L’usufruit temporaire de parts de SCI est de plus en plus utilisé dans l’immobilier professionnel, quand une société d’exploitation occupe un immeuble détenu par une SCI.

L’idée est simple : la société acquiert un droit temporaire sur les revenus attachés aux parts, tandis que les associés conservent la nue‑propriété.
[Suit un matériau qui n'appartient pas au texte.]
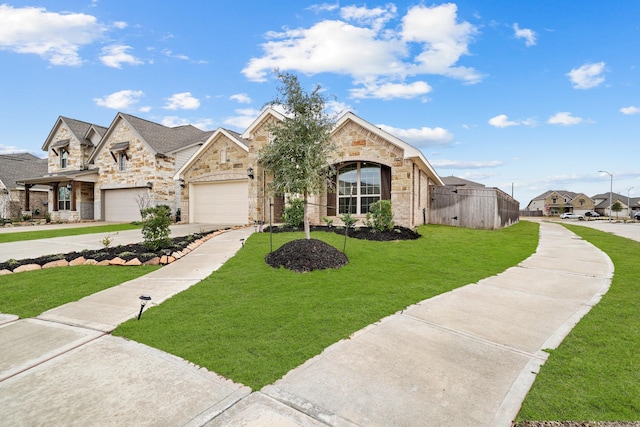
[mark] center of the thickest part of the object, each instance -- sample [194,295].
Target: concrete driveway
[464,358]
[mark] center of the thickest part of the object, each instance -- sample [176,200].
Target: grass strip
[30,293]
[252,323]
[62,232]
[594,375]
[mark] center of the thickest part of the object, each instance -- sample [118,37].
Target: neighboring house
[556,202]
[371,165]
[13,197]
[110,173]
[629,205]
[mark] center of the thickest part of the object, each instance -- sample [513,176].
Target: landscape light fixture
[143,301]
[610,192]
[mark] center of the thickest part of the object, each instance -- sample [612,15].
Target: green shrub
[380,216]
[348,221]
[294,213]
[155,227]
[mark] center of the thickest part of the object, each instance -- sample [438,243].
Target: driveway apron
[467,357]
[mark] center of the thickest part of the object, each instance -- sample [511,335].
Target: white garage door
[224,203]
[122,205]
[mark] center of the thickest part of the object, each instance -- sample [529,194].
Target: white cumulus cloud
[528,35]
[502,121]
[587,76]
[564,118]
[121,100]
[242,98]
[182,101]
[56,37]
[116,55]
[420,137]
[630,110]
[377,48]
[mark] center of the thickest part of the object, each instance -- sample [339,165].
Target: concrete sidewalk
[464,358]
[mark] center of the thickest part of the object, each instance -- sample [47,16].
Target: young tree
[299,153]
[616,207]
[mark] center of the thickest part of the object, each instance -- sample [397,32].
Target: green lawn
[61,232]
[594,375]
[30,293]
[252,323]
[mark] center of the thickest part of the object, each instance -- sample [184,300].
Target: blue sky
[526,96]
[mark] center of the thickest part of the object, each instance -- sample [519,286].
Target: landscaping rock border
[127,255]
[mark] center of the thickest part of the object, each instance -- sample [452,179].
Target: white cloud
[376,17]
[374,51]
[587,76]
[173,121]
[528,35]
[242,98]
[121,100]
[56,37]
[116,55]
[423,137]
[243,118]
[465,164]
[630,110]
[391,90]
[324,7]
[502,121]
[182,101]
[564,118]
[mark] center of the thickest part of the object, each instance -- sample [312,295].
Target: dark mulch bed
[126,252]
[304,255]
[365,233]
[576,424]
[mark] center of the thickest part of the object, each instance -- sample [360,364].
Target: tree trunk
[307,228]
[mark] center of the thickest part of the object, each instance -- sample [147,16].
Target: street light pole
[610,192]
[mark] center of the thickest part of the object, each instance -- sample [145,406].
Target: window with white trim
[64,157]
[359,185]
[122,161]
[64,198]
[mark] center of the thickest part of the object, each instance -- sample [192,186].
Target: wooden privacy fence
[472,207]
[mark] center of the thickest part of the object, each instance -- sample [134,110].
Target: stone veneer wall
[143,166]
[209,168]
[78,154]
[355,144]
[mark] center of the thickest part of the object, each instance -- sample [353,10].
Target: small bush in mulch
[306,255]
[365,233]
[126,252]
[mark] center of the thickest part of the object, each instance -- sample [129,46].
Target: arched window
[359,184]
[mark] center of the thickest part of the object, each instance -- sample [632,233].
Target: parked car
[571,215]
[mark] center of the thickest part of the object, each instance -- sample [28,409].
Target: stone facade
[223,159]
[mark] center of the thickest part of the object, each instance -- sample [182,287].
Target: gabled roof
[161,139]
[16,167]
[78,128]
[233,136]
[269,111]
[410,152]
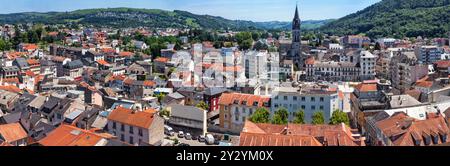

Ce mécanisme permet souvent de mieux maîtriser le coût d’occupation des locaux et d’adapter la fiscalité à la réalité de l’activité, tout en gardant la propriété des murs dans le patrimoine privé des associés.

À la fin de la période prévue, l’usufruit s’éteint automatiquement et les associés retrouvent la pleine propriété des parts.

Les grands principes à retenir

  • L’opération repose sur un démembrement des parts de la SCI : d’un côté, la nue‑propriété, de l’autre, un usufruit limité dans le temps.

  • La société d’exploitation peut, pendant la durée de l’usufruit, être imposée à l’impôt sur les sociétés sur la part de résultat qui lui revient.

  • Les associés, eux, conservent la nue‑propriété et retrouvent ensuite la totalité des droits sur les parts, ce qui en fait aussi un outil de gestion patrimoniale et de transmission.

L’intérêt n’est donc pas seulement fiscal : il s’agit d’aligner, sur une période donnée, la détention de l’immobilier professionnel avec les besoins économiques de l’entreprise et les objectifs patrimoniaux des associés.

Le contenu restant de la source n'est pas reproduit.